At the same time ecocritics are often profoundly critical of the institutions of science. Science has become deeply implicated
in techno-industrial society as both a practice and as an ideology. The growth of reform environmentalism has also seen the increasing co-opting of scientists into systems of global surveillance in not always
comfortable ways.
Other critics challenge the basic assumptions that underlie the scientific claim to an exclusive understanding of reality
through causal, material laws to be formalised mathematically. Scientific notions of ‘objectivity’ are accused of having unjustly discredited other modes of understanding and of having generally drained all
ethical, spiritual and even aesthetic value from the world.
Sometimes, however, science appears in rather caricature forms. The multiplicitous work of scientists gets identified with a kind of totalitarian monolith whose aim is
simply the domination of nature, for which all knowledge is a mode of power, and which threatens every remaining island of
subjective freedom and individual responsibility with modes of administrative procedure. This view is sometimes pertinent
but it does no justice to the plurality or the internal divisions of the sciences.
In sum, environmental criticism finds itself in the difficult position of needing, at the same time, both to draw on scientific
knowledge and expertise and also to criticise the social power and intellectual authority of science. This situation reflects
the way the environmental crisis is also one of culture, values, politics and ethics as well as the functioning of ecosystems.

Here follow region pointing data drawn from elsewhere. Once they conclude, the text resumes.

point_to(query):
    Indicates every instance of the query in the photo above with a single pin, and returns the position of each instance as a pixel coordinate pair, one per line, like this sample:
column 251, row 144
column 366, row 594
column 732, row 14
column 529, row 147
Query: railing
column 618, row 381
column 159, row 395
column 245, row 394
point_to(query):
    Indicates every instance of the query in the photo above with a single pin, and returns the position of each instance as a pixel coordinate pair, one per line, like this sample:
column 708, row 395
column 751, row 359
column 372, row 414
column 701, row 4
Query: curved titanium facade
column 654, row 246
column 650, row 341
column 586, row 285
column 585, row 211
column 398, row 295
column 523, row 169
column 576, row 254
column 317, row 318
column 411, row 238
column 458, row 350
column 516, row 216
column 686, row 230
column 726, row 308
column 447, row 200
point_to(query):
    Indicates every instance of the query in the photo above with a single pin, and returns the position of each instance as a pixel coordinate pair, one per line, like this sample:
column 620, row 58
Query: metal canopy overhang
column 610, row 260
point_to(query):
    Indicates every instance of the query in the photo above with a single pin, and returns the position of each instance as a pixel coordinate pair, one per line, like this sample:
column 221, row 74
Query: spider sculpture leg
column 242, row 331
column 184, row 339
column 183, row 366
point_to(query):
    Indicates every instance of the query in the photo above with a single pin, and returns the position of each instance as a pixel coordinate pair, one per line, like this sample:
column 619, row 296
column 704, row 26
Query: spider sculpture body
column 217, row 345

One manifestation of this is that issues engaging environmentalist thinkers no longer fit inside currently
institutionalised divisions of knowledge, with the natural sciences on the one side and the social sciences and
humanities on the other. Val
Plumwood writes of the current, fragile demarcation of intellectual disciplines: ‘The idea that we humans are completely immersed
in a self-enclosed sphere of our own we can call “culture” while non-humans are part of a non-ethical sphere of
“nature” is the leading assumption that corresponds to and structures these disciplinary exclusions.’